This year we hauled our fivesome to NY to watch the Macy’s Balloons inflate while navigating ourselves through a a sleet storm.  We stayed in what might have been a hotel room or a closet with a bed, we’re still not sure.  We ate really bad food in what seemed like a nice place and my daughters and I walked 35 blocks from our hotel to Bryant Park the day after,  just window shopping and stopping once for hot chocolate.

On that long blustery walk  we stopped to help an elderly lady near Central Park.  From a half block away I noticed her.  She wore a navy blue buttoned up wool coat with  a nice white hat and scarf.    She stood on the sidewalk waving while taxi after taxi passed her by and picked up the more aggressive people who were able to whistle or step out from the curb to be more visible.   My guess is they didn’t see her tiny frame and passive gestures, and as we got closer  I could see that her hands, one gripping her walker and the other in the air were red and chapped.

I asked if she’d like help getting a cab and she said yes, her voice brittle and the relief  nearly bringing her to tears.   We got her a taxi and I watched the driver help put her walker in the back of the cab.  I noticed how shaky she was as  he tucked her in the back seat and she told us how hard it is to be so helpless, and how kind we were to stop.   I told her to have a nice holiday and stay warm and we waved goodbye.
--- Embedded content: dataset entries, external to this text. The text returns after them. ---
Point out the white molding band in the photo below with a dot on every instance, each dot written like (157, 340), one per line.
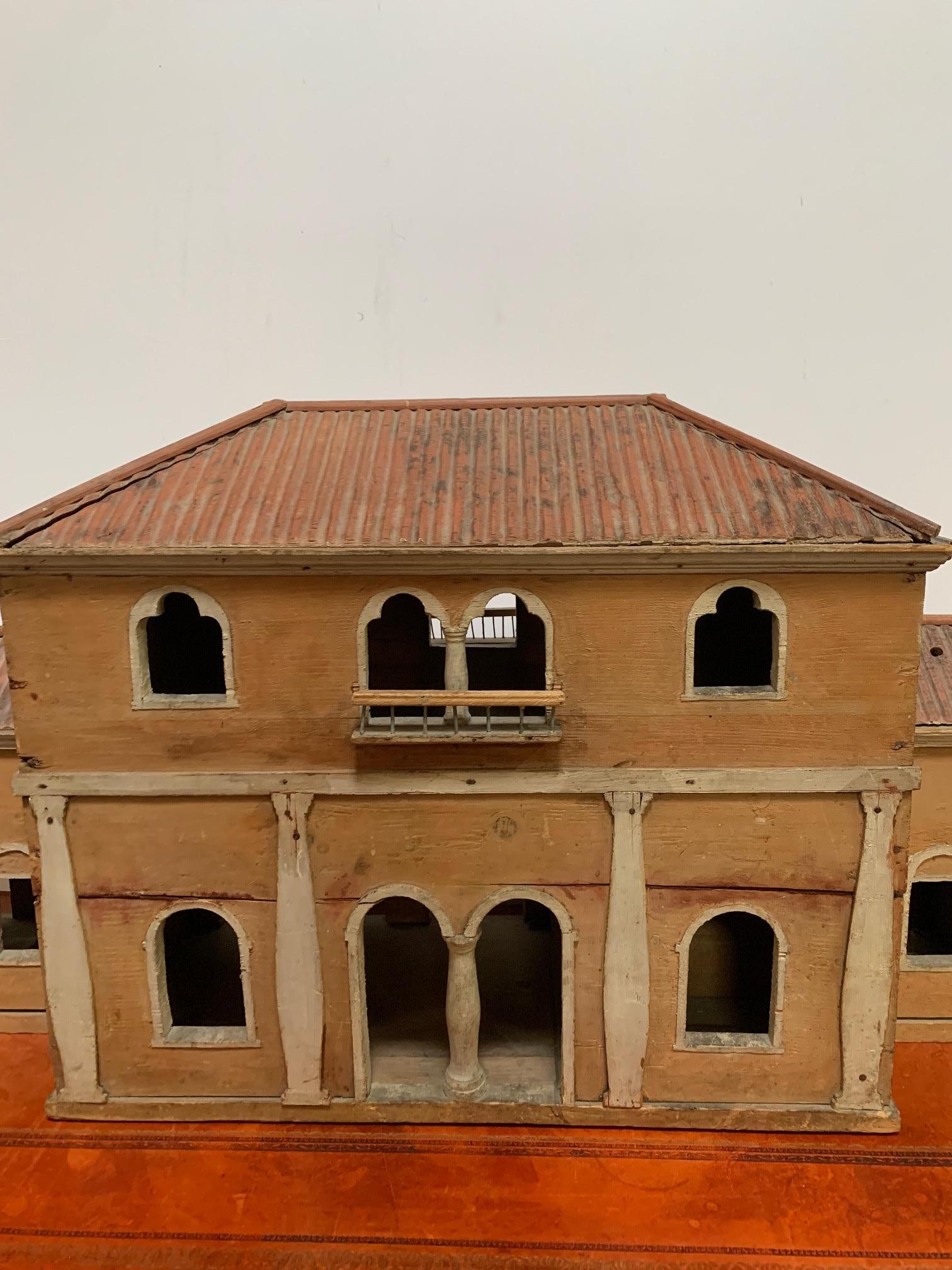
(69, 985)
(583, 780)
(626, 966)
(867, 978)
(297, 957)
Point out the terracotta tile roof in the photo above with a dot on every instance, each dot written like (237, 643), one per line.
(934, 705)
(6, 709)
(462, 474)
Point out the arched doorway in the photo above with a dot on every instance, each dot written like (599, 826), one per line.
(519, 966)
(405, 992)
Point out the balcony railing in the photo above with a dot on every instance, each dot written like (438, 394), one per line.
(442, 716)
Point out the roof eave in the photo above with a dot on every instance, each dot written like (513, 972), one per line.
(618, 559)
(907, 518)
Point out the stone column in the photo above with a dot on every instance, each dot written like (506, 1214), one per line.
(465, 1078)
(867, 978)
(69, 985)
(456, 673)
(626, 970)
(297, 957)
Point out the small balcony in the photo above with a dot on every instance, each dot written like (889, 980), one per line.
(457, 718)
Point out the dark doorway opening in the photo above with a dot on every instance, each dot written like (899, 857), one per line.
(202, 971)
(184, 649)
(730, 976)
(18, 917)
(519, 968)
(402, 653)
(929, 920)
(734, 647)
(405, 977)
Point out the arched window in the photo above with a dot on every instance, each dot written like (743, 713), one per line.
(737, 642)
(400, 652)
(509, 647)
(927, 942)
(200, 978)
(181, 648)
(732, 982)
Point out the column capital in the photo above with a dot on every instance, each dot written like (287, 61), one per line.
(462, 944)
(626, 801)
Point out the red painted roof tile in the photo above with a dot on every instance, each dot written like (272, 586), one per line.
(462, 474)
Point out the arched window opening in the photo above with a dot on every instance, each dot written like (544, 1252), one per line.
(18, 917)
(405, 977)
(735, 647)
(506, 651)
(929, 931)
(203, 981)
(732, 975)
(402, 655)
(184, 649)
(518, 963)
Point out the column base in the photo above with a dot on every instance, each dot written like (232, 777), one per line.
(305, 1097)
(466, 1090)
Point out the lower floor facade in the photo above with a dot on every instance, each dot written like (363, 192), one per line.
(717, 949)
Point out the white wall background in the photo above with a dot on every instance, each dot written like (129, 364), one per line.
(743, 203)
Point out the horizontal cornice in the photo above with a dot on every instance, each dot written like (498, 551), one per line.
(583, 780)
(625, 559)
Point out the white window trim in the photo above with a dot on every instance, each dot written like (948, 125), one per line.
(18, 957)
(168, 1036)
(766, 597)
(372, 610)
(915, 862)
(533, 605)
(733, 1043)
(142, 696)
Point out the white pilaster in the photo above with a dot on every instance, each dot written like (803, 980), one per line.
(465, 1078)
(297, 957)
(867, 978)
(626, 968)
(69, 985)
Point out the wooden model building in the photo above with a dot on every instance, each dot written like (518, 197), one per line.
(926, 980)
(22, 1002)
(532, 760)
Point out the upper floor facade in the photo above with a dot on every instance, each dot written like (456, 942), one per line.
(543, 585)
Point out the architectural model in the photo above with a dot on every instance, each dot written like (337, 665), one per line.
(509, 761)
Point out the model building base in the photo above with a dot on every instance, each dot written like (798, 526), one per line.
(660, 1116)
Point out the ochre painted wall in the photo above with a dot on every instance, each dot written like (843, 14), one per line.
(618, 653)
(12, 822)
(132, 856)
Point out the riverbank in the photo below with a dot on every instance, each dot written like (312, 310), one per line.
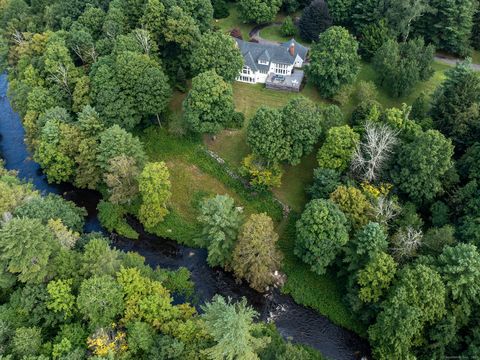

This morning, back at home, we talked about the weekend, the funny people on the subway, the celebrities on the parade floats, the bad food and the teeny hotel room but we didn’t talk about the lady in Central Park probably because for us, for the kids, it was so small in terms of effort, but in reward it was huge.   It took so little for  us to help her.  She needed  an inch from us to go a mile and the intangible reward of her happiness wont be broken or lost or forgotten.

It makes me wish we could always move just one smidgeon in a kinder direction not because it’s Thanksgiving, but because it’s a good idea.